I graduated from the University and could not use the computer because digital literacy was still emerging at the time. Very few skilled trainers were available, and it was not only expensive to enroll to learn the basics of using a computer, it also required time investment. Unfortunately, my schooling calendar was not one that afforded me the luxury of enrolling in a computer programme. By the time I was concluding my undergraduate program, I had only enrolled in an intensive 2 weeks programme that taught me the basics of browsing the internet and setting up an email which I believed would get me through simple communication throughout my law school programme and to secure a good job. What I did not realize at the time was that basic computer skills, particularly Microsoft Office skills, had fast become a standard requirement to secure a good job.
After I completed my Law School Programme and my compulsory one year youth corps service as an education instructor to recruit officers and paralegal in the Military Police Unit in the Artillery Brigade where I worked during my youth service, I was exploring a job opportunity in a consulting firm as a project officer. During my job interview, my prospective boss at the time asked me, ‘How proficient is your computer skills?’ And I answered, in all honesty and sudden fear that the road to my dream job had ended because of my computer skills limitation, ‘Sir, I can only use the computer to browse the internet for basic searches and to check emails.’ And he specifically inquired again, ‘So, you don’t know how to type a letter in Microsoft Word or develop a sheet in Microsoft Excel?’ And I responded even less confidently, ‘No Sir, I can try but it will probably take me a while to figure it out because I have not deliberately learned the skills or even practiced the skills enough.’ But I quickly added, as if to attempt to save the job I was already throwing myself out of before I got the chance to explore it, ‘I am a really fast learner if I am given the opportunity to build and develop my computer skills.
I was fortunate to secure the job and experience the opportunity to build my computer skills from near-nothing to where I am today. My boss, at the time, gave me about 2 months to build my skills by literally learning on the job and I maximized the opportunity and developed myself. The organization also invested in a professional Microsoft Office training by a certified Microsoft Trainer which I also leveraged to push myself further. In a little over a year, my laptop had become a very close companion that I could not imagine my life without it around me or easily accessible to me. Over my years on the job, I grew and built additional computer skills that have gone on to open opportunities for me in the technology ecosystem. I must acknowledge my supporters and enablers who have inspired the tech leadership I champion for girls and women today.

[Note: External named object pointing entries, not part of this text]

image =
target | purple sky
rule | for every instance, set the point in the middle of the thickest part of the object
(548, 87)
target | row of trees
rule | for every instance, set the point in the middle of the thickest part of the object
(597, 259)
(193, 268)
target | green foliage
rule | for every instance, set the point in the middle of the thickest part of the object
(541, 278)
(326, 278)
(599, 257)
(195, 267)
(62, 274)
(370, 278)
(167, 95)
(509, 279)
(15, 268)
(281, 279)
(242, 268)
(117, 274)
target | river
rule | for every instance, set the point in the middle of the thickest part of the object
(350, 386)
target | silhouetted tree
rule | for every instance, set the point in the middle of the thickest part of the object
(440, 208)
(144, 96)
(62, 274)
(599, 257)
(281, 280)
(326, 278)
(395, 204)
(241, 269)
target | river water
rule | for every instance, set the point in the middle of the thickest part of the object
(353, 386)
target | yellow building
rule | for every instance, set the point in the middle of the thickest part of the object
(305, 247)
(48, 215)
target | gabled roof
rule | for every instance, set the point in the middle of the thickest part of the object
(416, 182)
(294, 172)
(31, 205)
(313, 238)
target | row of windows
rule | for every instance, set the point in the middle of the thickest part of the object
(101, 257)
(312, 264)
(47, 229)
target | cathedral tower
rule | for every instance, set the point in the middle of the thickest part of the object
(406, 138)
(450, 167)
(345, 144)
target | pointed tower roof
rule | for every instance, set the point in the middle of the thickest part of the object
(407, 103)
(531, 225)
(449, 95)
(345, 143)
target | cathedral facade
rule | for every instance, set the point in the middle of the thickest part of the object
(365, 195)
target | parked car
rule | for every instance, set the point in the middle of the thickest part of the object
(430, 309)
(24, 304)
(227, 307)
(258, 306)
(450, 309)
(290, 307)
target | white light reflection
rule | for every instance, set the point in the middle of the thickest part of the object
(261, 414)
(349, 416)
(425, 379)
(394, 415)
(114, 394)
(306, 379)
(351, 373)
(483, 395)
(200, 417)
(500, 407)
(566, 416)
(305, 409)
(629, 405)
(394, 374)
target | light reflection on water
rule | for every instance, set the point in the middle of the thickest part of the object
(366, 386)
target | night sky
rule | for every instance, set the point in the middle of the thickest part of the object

Today, I am a proud tech evangelist fueled by my passion to promote Science, Technology, Engineering, and Mathematics (STEM) among adolescent girls and women in my country. My organization, Girls Voices Initiative, works to educate girls about their rights and empower girls to champion advocacy for the protection of their rights and we build girls skills in technology and digital media through which they can innovate creative ideas to champion their advocacy. Some of the highlight programs we have led include the Tech Girls Advocacy Program that empowered 100 girls in the public secondary school system with digital literacy and advanced digital skills in coding, digital art/illustration, photography, filmmaking, creative writing, and research using Google Tools. The girls used the skills they had learned to carry out projects to amplify their advocacy to end child marriage, end gender-based violence, and promote girl’s education. The outputs of the TGAP included website & mobile app development, cartoon illustrations/animations, photography illustration/story-telling, film production, poetry & prose development, and research report writing. Also, my recent posts shared highlights about out #GirlsInnovate and #WomenInnovate outreach to empower girls and women with tech skills as part of the #BalanceForBetter global campaign to mark the International Women’s Day #IWD2019 and the theme, ‘Think Equal, Build Smart, Innovate for Change’. Watch the video highlights! In celebration of the International Day of Girls in ICT, we would be train adolescent girls in coding skills and prepare them for a local hackathon competition with the winning team proceeding to represent Nigeria in a global hackathon competition for high school girls around the world. STEM Girls Rock! Tech Girls Rock!